Imprese in crisi e leggi italiane ferme al Medioevo
di Alessandro Arrighi
Negli Stati Uniti esiste il chapter 11 per ottenere l’esdebitazione
Il chapter 11, negli Stati Uniti, consente a chi intenda proseguire l’attività di impresa, di ottenere l’esdebitazione, generalmente non superiore a tre mesi. Nel mondo anglosassone, in cui la normativa, anche grazie al sistema del Common Law, si è sviluppata in modo più dinamico, le norme sulla crisi di impresa sono tese al superamento della stessa, nel modo più rapido e meno socialmente impattante: durante il “periodo della ristrutturazione”, l’azienda può continuare la sua attività, con il controllo del giudice. Nel frattempo, l’impresa debitrice deve elaborare un piano per la riduzione dell’indebitamento, con l’ausilio dei vari comitati nominati dal giudice che ne coordina i lavori, finalizzati, prima di tutto, alla salvaguardia della continuità.
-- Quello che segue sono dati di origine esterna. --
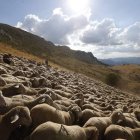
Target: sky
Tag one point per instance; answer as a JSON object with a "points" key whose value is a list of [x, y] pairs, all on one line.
{"points": [[107, 28]]}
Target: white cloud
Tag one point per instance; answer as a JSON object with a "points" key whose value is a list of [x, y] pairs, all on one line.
{"points": [[101, 33], [56, 28], [103, 38]]}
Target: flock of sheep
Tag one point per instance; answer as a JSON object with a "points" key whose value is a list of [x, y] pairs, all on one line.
{"points": [[38, 102]]}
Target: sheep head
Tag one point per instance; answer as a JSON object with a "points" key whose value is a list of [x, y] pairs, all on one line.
{"points": [[117, 116], [76, 111], [45, 99], [2, 100], [92, 133], [18, 116], [137, 114]]}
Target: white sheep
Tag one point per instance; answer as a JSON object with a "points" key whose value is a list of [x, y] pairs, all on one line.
{"points": [[101, 123], [117, 131], [18, 116], [43, 112], [7, 103], [54, 131]]}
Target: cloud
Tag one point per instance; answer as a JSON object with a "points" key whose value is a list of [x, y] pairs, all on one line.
{"points": [[56, 28], [131, 34], [103, 38], [101, 33]]}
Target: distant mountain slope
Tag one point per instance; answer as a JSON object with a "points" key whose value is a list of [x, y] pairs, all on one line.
{"points": [[121, 61], [36, 45]]}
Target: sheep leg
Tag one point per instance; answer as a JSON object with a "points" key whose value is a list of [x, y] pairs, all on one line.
{"points": [[63, 129]]}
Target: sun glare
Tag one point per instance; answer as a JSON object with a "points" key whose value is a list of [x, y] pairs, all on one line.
{"points": [[78, 5]]}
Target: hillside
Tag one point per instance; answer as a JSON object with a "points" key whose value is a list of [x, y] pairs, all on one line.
{"points": [[38, 46], [32, 94], [121, 61], [21, 43], [131, 77]]}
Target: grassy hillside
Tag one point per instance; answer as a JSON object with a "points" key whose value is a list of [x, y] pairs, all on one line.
{"points": [[131, 77], [129, 74], [21, 43]]}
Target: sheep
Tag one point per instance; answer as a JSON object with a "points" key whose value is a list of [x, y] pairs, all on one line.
{"points": [[2, 82], [87, 114], [137, 114], [49, 113], [68, 102], [16, 89], [9, 103], [130, 121], [115, 131], [101, 123], [18, 116], [55, 131], [3, 71]]}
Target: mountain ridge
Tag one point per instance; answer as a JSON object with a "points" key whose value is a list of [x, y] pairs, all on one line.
{"points": [[121, 60], [31, 43]]}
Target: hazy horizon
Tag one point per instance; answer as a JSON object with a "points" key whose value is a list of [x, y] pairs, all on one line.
{"points": [[108, 28]]}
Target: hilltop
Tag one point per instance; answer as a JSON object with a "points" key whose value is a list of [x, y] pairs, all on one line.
{"points": [[22, 43]]}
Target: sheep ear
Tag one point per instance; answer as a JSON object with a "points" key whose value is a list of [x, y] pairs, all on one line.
{"points": [[14, 118], [42, 100], [119, 113], [16, 86], [2, 100]]}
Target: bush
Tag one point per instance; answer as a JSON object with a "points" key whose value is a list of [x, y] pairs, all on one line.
{"points": [[113, 79]]}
Il giudice stesso, se ritiene il “piano di ristrutturazione” equo e vantaggioso, potrà farlo eseguire, anche se questo fosse rifiutato dai creditori. Solo nei casi di comprovata frode, disonestà o grave incompetenza, verrà nominato “un curatore” per gestire la società durante l’intera procedura ed eventualmente, nei casi più gravi, non sarà autorizzata la prosecuzione dell’attività.
L’Italia
È proprio dalle norme delle corporative medioevali che nasce la normativa fallimentare, quantomeno dei paesi di diritto di derivazione romanistica. Il sistema normativo si diffuse in Europa, grazie al contributo determinante dei mercanti italiani, tanto che, tali norme furono accolte nella Ordonnance de Commerce del 1673, in Francia, poi nel Code Napoléon nel 1804, da cui nella legge francese sui fallimenti del 1838, da cui, in Italia, nel Codice Albertino del 1842 e, di lì, nel nostro codice civile e nella legge fallimentare.
La massima “si fallitus, ergo fraudator” è transitata per ottocento anni nelle coscienze dei legislatori e di chi esercita il potere giudiziario e persino in alcuni torquemada curatori, di talché, ancora oggi, il termine fallimento in Italia tende a vestirsi di una connotazione eticamente negativa e non è raro leggere sentenze in cui il reato sembri il fallimento stesso, come se vivesse una profonda convinzione che chi è fallito, specialmente se le cifre sono rilevanti, necessariamente abbia, nella migliore delle ipotesi, consumato una notevole parte del suo patrimonio in operazioni di pura sorte; come se il rischio di impresa, una volta falliti, sia considerato azzardo e quello sia il punto di partenza per cercare altri reati. E se, poi, alla fine, l’imprenditore sarà assolto, i procedimenti penali, lo avranno comunque costretto a non a fare impresa, quantomeno in Italia, per moltissimi anni. E così, restare fermi al medioevo non consente alla nostra economia di competere con quella degli altri Paesi.